Summary of this case from United States v. WebbOpinion
Criminal No. PJM 07-0163.
April 25, 2007
MEMORANDUM OPINION
William Orleans appeals Magistrate Judge DiGirolamo's March 21, 2007 ruling sentencing him to sixty days of incarceration for violation of probation. Orleans' counsel has now filed a brief pursuant to Anders v. California, 386 U.S. 738, indicating that there are no non-frivolous issues for appeal. Further, the Government has moved to dismiss the appeal as untimely. The Court DENIES the Government's Motion to Dismiss, but AFFIRMS Judge DiGirolamo's decision.
I.
On May 11, 2003, William Orleans was arrested by the United States Park Police for drunk driving and related charges. On April 24, 2004, before Magistrate Judge DiGirolamo, Orleans plead guilty to driving under the influence of alcohol in violation of 36 C.F.R. § 1.3(a). At sentencing on June 16, 2004, Judge DiGirolamo imposed three years probation, including the following conditions: sixty days home detention, seventy-five hours community service, substance abuse counseling, and an ignition interlock if Orleans obtained a valid driver's license.
Because Orleans did not complete his community service, he appeared in court on a violation of probation charge in October 2006. Orleans admitted the violation and Judge DiGirolamo sentenced him to the same probationary period, but required him to perform an additional twenty-five hours of community service and to complete all community service by May 1, 2007.
On March 21, 2007, Orleans was again before Judge DiGirolamo on violation of probation charges, this time for driving and acquiring new driving offenses despite the fact that he did not have valid driving privileges. Orleans admitted the violation and conceded that probation should be revoked and imprisonment imposed, but asked that the sentence begin after a civil case that he was litigating went to trial in late May. Judge DiGirolamo sentenced Orleans to a period of sixty days incarceration, revoked probation and ordered that Orleans be taken into custody immediately.

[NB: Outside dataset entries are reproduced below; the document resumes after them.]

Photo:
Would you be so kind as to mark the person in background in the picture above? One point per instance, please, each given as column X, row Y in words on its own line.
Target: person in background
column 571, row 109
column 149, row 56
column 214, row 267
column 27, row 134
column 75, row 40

On April 4, 2007, fourteen calendar days after sentence was imposed, Orleans filed his appeal of the sentence. On April 11, 2007, defense counsel filed an Anders brief.
II.
The Government has moved to dismiss the appeal as untimely, on the grounds that Fed.R.Crim.P. 58(g)(2)(B) requires that a defendant's notice of appeal be filed within ten days after entry of judgment. This appeal period is jurisdictional. See Browder v. Director, Dep't of Corrections, 434 U.S. 257, 264 (1978). Defense counsel opposes dismissal, arguing that Fed.R.Crim.P. 45 states that, for the purposes of calculating time, "intermediate Saturdays, Sundays, and legal holidays [should be excluded] when the period is less than 11 days." In this case, the period from March 21, 2007 to April 4, 2007 included two Saturdays and two Sundays, which are excluded from the calculation because the appeal period is less than eleven days. Thus, though fourteen calendar days passed, the appeal is considered filed within the ten-day deadline. Accordingly, the Government's Motion to Dismiss is DENIED.
III.
A reviewing court may not reverse the trial court simply because it would have decided the case differently. United States v. Orme, 51 F.3d 269 (4th Cir. 1995), citing Anderson v. Bessemer City, 470 U.S. 564 (1985). "Generally, a sentence, if within the statutory limits, is not subject to review." United States v. Bernard, 757 F.2d 1439, 1444 (4th Cir. 1985), citing United States v. Tucker, 404 U.S. 443 (1972). 18 U.S.C. § 3742(e) (2004) limits appeals to two grounds for Class B misdemeanors and other crimes with no sentencing guidelines: (1) whether the sentence was imposed in violation of law and (2) whether it was "plainly unreasonable." United States v. Anderson, 787 F. Supp. 537 (D. Md. 1992). If neither ground exists, the sentence must be affirmed. Id., citing 18 U.S.C. § 3742(f)(3).Judge DiGirolamo's imposition of a sixty-day sentence was neither in violation of law, nor "plainly unreasonable." The sentence was well within the six-month period of imprisonment Orleans faced and was a valid exercise of Judge DiGirolamo's discretion. Moreover, defense counsel admits that the sentence was not plainly unreasonable. Orleans was appearing before Judge DiGirolamo on his second violation of probation charge. Orleans admitted the numerous violations and his reason for postponing imprisonment — to do legal research for his pending civil matter — is not sufficiently compelling that the sentence imposed was "plainly unreasonable."
IV.
For the foregoing reasons, the Court DENIES the Government's Motion to Dismiss the Appeal and AFFIRMS the judgment and sentence entered by Magistrate Judge DiGirolamo on March 21, 2007.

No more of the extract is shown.